This software is no longer under active development. I will consider merging pull requests, but I will not myself address any issues raised in GitHub. I cannot guarantee that I will make new stable releases.
Magic Rescue should only be run in a sandboxed environment. It was written in 2004, a time where the internet was a friendlier place. Magic Rescue works by invoking programs written in unsafe languages with input from arbitrary data found on your disk. This exposes a large attack surface to any attacker that is able to place arbitrary data inside files on your disk, including your browser cache.
Magic Rescue scans a block device for file types it knows how to recover and calls an external program to extract them. It looks at "magic bytes" in file contents, so it can be used both as an undelete utility and for recovering a corrupted drive or partition. As long as the file data is there, it will find it.
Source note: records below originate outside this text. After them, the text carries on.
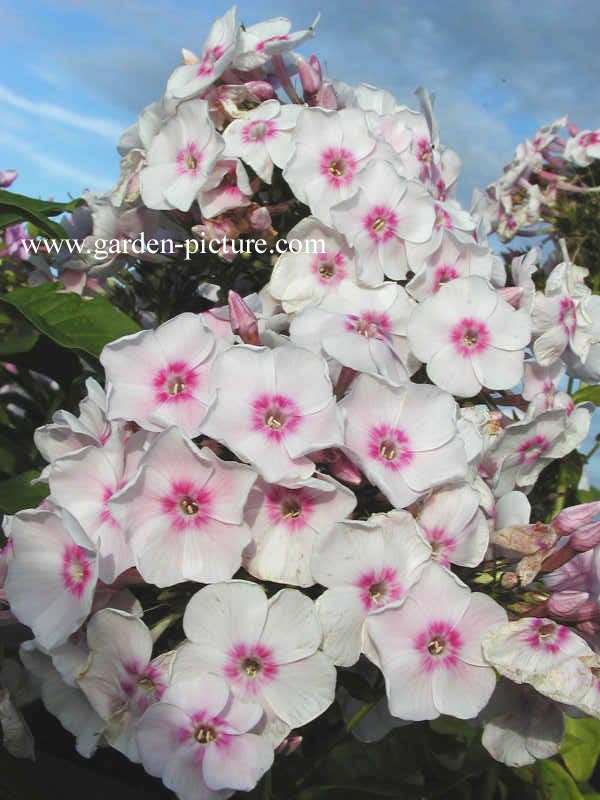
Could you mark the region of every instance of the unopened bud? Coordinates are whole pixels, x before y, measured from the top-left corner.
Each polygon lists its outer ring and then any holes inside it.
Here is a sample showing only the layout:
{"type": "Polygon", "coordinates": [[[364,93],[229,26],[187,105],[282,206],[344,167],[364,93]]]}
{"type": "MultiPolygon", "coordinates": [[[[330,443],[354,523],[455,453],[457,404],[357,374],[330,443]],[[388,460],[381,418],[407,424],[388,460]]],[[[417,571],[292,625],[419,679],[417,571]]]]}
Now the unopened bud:
{"type": "Polygon", "coordinates": [[[268,231],[271,227],[271,215],[266,206],[255,208],[250,214],[250,225],[255,231],[268,231]]]}
{"type": "Polygon", "coordinates": [[[600,500],[565,508],[552,520],[551,524],[561,536],[567,536],[575,533],[582,525],[592,522],[597,514],[600,514],[600,500]]]}
{"type": "Polygon", "coordinates": [[[275,97],[275,89],[268,81],[248,81],[244,84],[248,92],[257,100],[271,100],[275,97]]]}
{"type": "Polygon", "coordinates": [[[587,592],[577,592],[565,589],[562,592],[555,592],[548,598],[546,608],[548,613],[557,617],[564,617],[577,611],[579,607],[589,600],[587,592]]]}
{"type": "Polygon", "coordinates": [[[19,173],[16,169],[0,170],[0,187],[6,189],[13,183],[19,173]]]}
{"type": "Polygon", "coordinates": [[[514,308],[518,308],[521,298],[523,297],[523,289],[521,286],[504,286],[497,291],[507,303],[510,303],[514,308]]]}
{"type": "Polygon", "coordinates": [[[300,78],[304,95],[310,96],[316,94],[323,82],[321,78],[321,66],[316,56],[311,56],[309,61],[305,61],[302,56],[298,56],[296,59],[296,66],[298,67],[298,77],[300,78]],[[317,69],[315,68],[315,61],[317,69]]]}
{"type": "Polygon", "coordinates": [[[571,535],[569,543],[578,553],[584,553],[586,550],[596,547],[600,543],[600,522],[584,525],[583,528],[571,535]]]}
{"type": "Polygon", "coordinates": [[[519,585],[519,576],[515,572],[505,572],[500,578],[503,589],[514,589],[519,585]]]}
{"type": "Polygon", "coordinates": [[[192,53],[191,50],[187,50],[185,47],[181,48],[181,57],[183,59],[184,64],[198,64],[200,59],[196,55],[196,53],[192,53]]]}
{"type": "Polygon", "coordinates": [[[237,292],[228,295],[230,324],[233,333],[237,333],[246,344],[260,344],[258,322],[256,317],[237,292]]]}
{"type": "Polygon", "coordinates": [[[326,81],[315,97],[315,105],[319,106],[320,108],[329,108],[332,111],[337,111],[338,108],[338,99],[335,93],[335,89],[333,88],[333,84],[326,81]]]}

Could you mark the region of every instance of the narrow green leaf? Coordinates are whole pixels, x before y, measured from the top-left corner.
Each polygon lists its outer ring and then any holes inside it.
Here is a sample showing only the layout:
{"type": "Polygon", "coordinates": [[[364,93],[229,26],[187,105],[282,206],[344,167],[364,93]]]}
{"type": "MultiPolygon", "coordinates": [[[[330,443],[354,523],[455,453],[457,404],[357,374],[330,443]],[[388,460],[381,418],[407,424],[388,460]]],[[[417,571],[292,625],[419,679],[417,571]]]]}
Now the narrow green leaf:
{"type": "Polygon", "coordinates": [[[600,385],[599,386],[584,386],[573,395],[574,403],[594,403],[600,406],[600,385]]]}
{"type": "Polygon", "coordinates": [[[589,780],[600,756],[600,720],[565,717],[565,737],[560,754],[578,783],[589,780]]]}
{"type": "Polygon", "coordinates": [[[544,800],[582,800],[577,784],[558,761],[539,761],[536,774],[544,800]]]}
{"type": "Polygon", "coordinates": [[[35,508],[48,496],[48,484],[31,481],[39,477],[35,470],[22,472],[14,478],[0,481],[0,511],[4,514],[16,514],[24,508],[35,508]]]}
{"type": "Polygon", "coordinates": [[[16,192],[0,190],[0,228],[14,225],[17,222],[32,222],[47,236],[56,239],[66,238],[64,228],[48,217],[56,217],[66,211],[73,211],[84,201],[81,198],[68,203],[57,203],[54,200],[37,200],[16,192]]]}

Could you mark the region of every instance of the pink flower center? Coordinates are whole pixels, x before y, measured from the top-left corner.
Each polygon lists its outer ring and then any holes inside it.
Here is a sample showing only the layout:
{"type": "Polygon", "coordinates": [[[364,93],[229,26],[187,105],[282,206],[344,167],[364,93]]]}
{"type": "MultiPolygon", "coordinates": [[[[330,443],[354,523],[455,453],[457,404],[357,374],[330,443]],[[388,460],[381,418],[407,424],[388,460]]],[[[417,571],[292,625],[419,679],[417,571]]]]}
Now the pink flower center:
{"type": "Polygon", "coordinates": [[[234,645],[224,667],[226,677],[241,686],[246,694],[259,692],[278,671],[273,651],[261,642],[234,645]]]}
{"type": "Polygon", "coordinates": [[[321,153],[320,172],[331,187],[339,189],[356,174],[356,159],[345,147],[328,147],[321,153]]]}
{"type": "Polygon", "coordinates": [[[377,571],[369,570],[363,573],[357,586],[360,589],[360,599],[366,611],[399,600],[404,592],[393,567],[383,567],[377,571]]]}
{"type": "Polygon", "coordinates": [[[419,139],[417,142],[417,158],[423,164],[429,164],[433,158],[433,146],[427,139],[419,139]]]}
{"type": "Polygon", "coordinates": [[[454,224],[452,222],[452,217],[450,214],[445,211],[441,206],[435,207],[435,229],[440,230],[441,228],[446,228],[446,230],[451,231],[454,228],[454,224]]]}
{"type": "Polygon", "coordinates": [[[196,176],[202,163],[203,153],[195,142],[188,142],[185,147],[177,151],[175,158],[176,169],[179,175],[196,176]]]}
{"type": "Polygon", "coordinates": [[[525,641],[534,650],[544,650],[548,653],[558,653],[560,645],[569,636],[569,629],[554,622],[545,622],[534,619],[529,624],[529,633],[525,641]]]}
{"type": "Polygon", "coordinates": [[[550,447],[550,441],[541,434],[532,436],[531,439],[523,442],[518,449],[519,464],[535,464],[550,447]]]}
{"type": "Polygon", "coordinates": [[[387,340],[391,327],[388,315],[379,311],[363,311],[360,316],[349,314],[346,317],[346,330],[359,333],[366,339],[387,340]]]}
{"type": "Polygon", "coordinates": [[[245,144],[264,142],[277,133],[277,126],[269,119],[254,119],[242,128],[242,141],[245,144]]]}
{"type": "Polygon", "coordinates": [[[402,469],[413,459],[408,434],[401,428],[376,425],[369,431],[369,455],[386,469],[402,469]]]}
{"type": "Polygon", "coordinates": [[[579,137],[579,144],[582,147],[589,147],[593,144],[600,144],[600,133],[598,131],[590,131],[589,133],[582,133],[579,137]]]}
{"type": "Polygon", "coordinates": [[[262,42],[259,42],[256,45],[256,49],[259,53],[262,53],[265,49],[265,46],[271,44],[271,42],[287,42],[289,36],[285,33],[280,34],[279,36],[269,36],[268,39],[264,39],[262,42]]]}
{"type": "Polygon", "coordinates": [[[210,47],[202,54],[202,60],[198,64],[196,75],[212,75],[216,62],[222,57],[225,50],[221,45],[217,44],[210,47]]]}
{"type": "Polygon", "coordinates": [[[575,303],[570,297],[561,298],[558,321],[563,326],[567,336],[573,336],[577,327],[577,318],[575,316],[575,303]]]}
{"type": "Polygon", "coordinates": [[[263,394],[252,403],[252,429],[279,442],[301,422],[300,409],[291,397],[263,394]]]}
{"type": "Polygon", "coordinates": [[[173,361],[156,373],[152,385],[158,403],[180,403],[190,399],[198,375],[185,361],[173,361]]]}
{"type": "Polygon", "coordinates": [[[431,558],[444,567],[450,566],[450,555],[456,547],[456,542],[451,536],[446,535],[444,528],[425,528],[421,523],[425,538],[431,545],[431,558]]]}
{"type": "Polygon", "coordinates": [[[160,501],[163,514],[166,514],[171,527],[180,532],[203,528],[210,519],[212,495],[205,486],[195,486],[191,480],[174,481],[171,492],[160,501]]]}
{"type": "Polygon", "coordinates": [[[418,634],[413,646],[421,654],[421,668],[431,672],[456,666],[462,644],[459,632],[450,623],[436,620],[418,634]]]}
{"type": "Polygon", "coordinates": [[[437,267],[433,276],[433,292],[437,292],[440,286],[453,281],[455,278],[458,278],[458,271],[454,267],[437,267]]]}
{"type": "Polygon", "coordinates": [[[290,533],[306,527],[314,503],[306,489],[287,489],[273,486],[266,496],[267,514],[275,525],[283,524],[290,533]]]}
{"type": "Polygon", "coordinates": [[[317,253],[310,268],[323,285],[335,286],[346,277],[346,259],[341,253],[317,253]]]}
{"type": "Polygon", "coordinates": [[[398,217],[387,206],[373,206],[363,217],[363,227],[373,242],[380,244],[389,241],[396,233],[398,217]]]}
{"type": "Polygon", "coordinates": [[[450,340],[463,358],[469,358],[487,350],[490,333],[487,326],[480,320],[465,317],[450,331],[450,340]]]}
{"type": "Polygon", "coordinates": [[[167,688],[165,676],[153,664],[143,667],[139,663],[132,662],[123,666],[127,675],[120,681],[121,690],[128,699],[129,707],[141,716],[165,693],[167,688]]]}
{"type": "Polygon", "coordinates": [[[65,589],[80,598],[92,575],[85,550],[77,544],[67,545],[63,551],[62,579],[65,589]]]}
It works on any file system, but on very fragmented file systems it can only recover the first chunk of each file. Practical experience (this program was not written for fun) shows, however, that chunks of 30-50MB are not uncommon.
Find the latest version at https://github.com/jbj/magicrescue
There are no build requirements other than a C library and a UNIXish system. To use the dupemap(1) utility, you must have the NDBM compatibility header, which either comes with your system or the development libraries of GDBM or Berkeley DB.
./configure && make && make install
The "make install" step is optional.